You found a novel cytochrome c oxidase subunit from a Lepidoptera species that was not yet in the reference library. Can you say a little more about this example?
Because of the quality of the nucleotide sequences and overall coverage of the novel barcode, we believe that this is a real taxon, but we can’t identify the exact source of this novel cytochrome c oxidase sequence. We thought of a few potential sources, such as gut content, small residual tissues in the bulk sample, extracellular DNA and so on.
This novel sequence doesn’t get a sequence match in any existing barcode databases. But this is not a big surprise – we know that Chinese insect species are not well sequenced. The ultra-deep sequencing capacity of the next-generation sequencing platforms opens up a new prospective because we can now reveal the diversity of the even-smaller-things-that-run-the-world by detecting their molecules. In some sense, the contribution of next-generation sequencing technology to biodiversity research is equivalent to what microscopes did to microbiology.
How will the new technique help discover new species?
By detecting molecular or genomic heterogeneity in bulk environmental samples next-generation sequencing opens up an alternative to analyzing biodiversity patterns and temporal and spatial variations. To make sense of these molecular operational units, however, one would have to compare the sequence information with well-curated sequence databases that are tied to conventional biological species concepts.
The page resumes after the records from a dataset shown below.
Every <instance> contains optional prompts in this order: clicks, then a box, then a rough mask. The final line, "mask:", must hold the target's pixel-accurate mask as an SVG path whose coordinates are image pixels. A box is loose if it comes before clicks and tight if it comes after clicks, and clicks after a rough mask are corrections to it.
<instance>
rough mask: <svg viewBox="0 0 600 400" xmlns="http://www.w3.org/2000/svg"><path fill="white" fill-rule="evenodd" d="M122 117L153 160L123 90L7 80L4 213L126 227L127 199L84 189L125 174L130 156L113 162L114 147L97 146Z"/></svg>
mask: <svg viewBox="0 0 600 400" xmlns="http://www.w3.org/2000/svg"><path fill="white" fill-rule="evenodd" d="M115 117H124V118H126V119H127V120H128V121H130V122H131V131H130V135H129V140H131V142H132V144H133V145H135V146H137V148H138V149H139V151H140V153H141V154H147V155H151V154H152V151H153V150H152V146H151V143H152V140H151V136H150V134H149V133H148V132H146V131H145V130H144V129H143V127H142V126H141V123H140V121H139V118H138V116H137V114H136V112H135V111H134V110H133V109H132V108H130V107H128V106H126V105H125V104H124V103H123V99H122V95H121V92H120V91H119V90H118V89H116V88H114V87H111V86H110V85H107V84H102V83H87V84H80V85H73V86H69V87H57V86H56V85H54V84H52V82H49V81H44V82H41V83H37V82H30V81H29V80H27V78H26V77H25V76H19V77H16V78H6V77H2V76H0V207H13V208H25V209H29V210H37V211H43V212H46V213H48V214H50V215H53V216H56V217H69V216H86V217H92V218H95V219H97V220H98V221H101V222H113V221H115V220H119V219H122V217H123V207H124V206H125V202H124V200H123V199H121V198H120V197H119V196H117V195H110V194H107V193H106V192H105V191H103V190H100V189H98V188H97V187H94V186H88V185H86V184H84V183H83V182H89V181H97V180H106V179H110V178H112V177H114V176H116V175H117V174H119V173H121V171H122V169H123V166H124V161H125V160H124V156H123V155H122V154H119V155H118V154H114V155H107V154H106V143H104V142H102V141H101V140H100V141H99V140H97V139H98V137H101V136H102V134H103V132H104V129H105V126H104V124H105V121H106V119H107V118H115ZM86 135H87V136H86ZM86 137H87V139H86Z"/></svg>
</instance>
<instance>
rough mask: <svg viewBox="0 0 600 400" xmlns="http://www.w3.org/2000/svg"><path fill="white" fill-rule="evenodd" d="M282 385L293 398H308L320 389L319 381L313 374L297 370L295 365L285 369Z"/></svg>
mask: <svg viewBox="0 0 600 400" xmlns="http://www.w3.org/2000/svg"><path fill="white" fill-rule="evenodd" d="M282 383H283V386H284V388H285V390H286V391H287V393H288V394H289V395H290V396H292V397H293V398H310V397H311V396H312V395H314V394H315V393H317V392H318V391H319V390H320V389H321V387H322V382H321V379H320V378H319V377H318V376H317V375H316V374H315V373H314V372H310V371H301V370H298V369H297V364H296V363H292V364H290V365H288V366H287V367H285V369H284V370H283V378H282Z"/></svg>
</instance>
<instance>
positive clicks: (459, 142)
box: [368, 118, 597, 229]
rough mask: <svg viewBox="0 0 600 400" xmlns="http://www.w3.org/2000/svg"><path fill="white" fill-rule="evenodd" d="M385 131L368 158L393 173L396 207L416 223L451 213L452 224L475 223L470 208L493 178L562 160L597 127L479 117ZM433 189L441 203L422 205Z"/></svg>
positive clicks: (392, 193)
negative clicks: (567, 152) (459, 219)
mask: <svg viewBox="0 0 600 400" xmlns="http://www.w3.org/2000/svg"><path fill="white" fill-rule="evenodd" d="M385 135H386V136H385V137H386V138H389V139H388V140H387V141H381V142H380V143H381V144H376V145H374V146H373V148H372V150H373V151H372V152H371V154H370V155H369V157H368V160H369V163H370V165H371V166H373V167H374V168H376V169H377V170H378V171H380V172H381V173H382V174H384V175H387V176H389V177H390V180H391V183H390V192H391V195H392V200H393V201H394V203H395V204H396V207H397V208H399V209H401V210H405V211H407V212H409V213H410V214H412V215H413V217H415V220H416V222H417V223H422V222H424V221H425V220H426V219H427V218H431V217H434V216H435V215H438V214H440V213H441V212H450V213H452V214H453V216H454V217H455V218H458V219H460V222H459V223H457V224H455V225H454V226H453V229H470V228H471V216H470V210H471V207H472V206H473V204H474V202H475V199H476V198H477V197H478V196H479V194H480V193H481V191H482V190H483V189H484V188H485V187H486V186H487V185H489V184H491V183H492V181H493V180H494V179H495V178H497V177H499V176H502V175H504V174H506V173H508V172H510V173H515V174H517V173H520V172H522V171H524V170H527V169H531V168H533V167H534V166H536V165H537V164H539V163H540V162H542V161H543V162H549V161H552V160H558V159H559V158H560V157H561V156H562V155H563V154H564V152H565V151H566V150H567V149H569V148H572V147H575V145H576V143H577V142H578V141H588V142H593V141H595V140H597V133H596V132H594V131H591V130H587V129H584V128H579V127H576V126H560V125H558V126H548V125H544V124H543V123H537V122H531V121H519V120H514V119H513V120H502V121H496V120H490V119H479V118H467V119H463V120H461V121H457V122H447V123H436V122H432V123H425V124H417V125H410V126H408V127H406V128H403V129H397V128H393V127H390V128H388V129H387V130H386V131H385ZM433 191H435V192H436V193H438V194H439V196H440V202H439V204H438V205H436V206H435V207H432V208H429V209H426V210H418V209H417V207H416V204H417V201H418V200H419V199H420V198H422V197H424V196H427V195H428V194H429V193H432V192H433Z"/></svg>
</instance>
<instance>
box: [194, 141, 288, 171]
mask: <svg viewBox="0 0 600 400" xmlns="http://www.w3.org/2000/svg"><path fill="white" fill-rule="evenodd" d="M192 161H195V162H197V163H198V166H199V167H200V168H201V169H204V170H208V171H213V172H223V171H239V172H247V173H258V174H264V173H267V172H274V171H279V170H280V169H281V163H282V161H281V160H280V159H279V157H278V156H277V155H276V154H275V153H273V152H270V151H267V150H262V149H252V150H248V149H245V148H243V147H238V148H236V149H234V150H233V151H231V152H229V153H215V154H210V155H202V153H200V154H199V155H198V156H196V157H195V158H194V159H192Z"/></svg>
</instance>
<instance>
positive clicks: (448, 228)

A good example of such a database is the Barcode of Life Data System, where millions of barcode sequences are linked to voucher specimens. My feeling is that the construction of sequence reference databases will remain critical in future molecular and genomic biodiversity research as it is a crucial step towards providing links to the classic school of organismal science.
Cataloging of global biodiversity through next-generation sequencing can be performed in parallel. As long as meta-data are maintained for the bulk samples, biodiversity can be registered as ‘molecular or genomic heterogeneity’ at first in a much accelerated fashion, and then compared against existing reference databases. Known and (potentially) new species can be gradually revealed and understanding biodiversity and especially interactions among species will be a long-term endeavor.
What are the implications for this technique for the growth of taxa data in the databases?
The PCR-free approach can produce more accurate result in terms of species composition for bulk biological samples. I believe that an increase in data entries in the databases will be the future trend in biodiversity genomics. As new technologies emerge and costs rapidly decrease, the research community will be able to analyze many more biological samples in much shorter time. The outcome will be an improved understanding of biodiversity changes based on consistent and standardized analysis procedures and intensified sampling (in terms of numbers of sampling sites across space and time and specimen numbers).
The new PCR-free pipeline we created has also further potential for constructing reference genomes, such as mitochondrial and chloroplast genomes, in a much more economically efficient way. The largest scaffold we managed to assemble from the insect ‘soup’ was from a moth, representing almost the entire length of its mitochondrial genome. This means that with some tweaks of the current pipeline, we would be able to sequence and assemble small genomes for many different species in one shot. Having a comprehensive reference library for mitochondrial genomes could solve many of the challenges faced by the classic barcoding community, such as primer designs for the standard barcode region for difficult groups, for example, Hymenoptera. This will allow us to expand the classic barcoding method from the current single-molecule approach to genomic screening.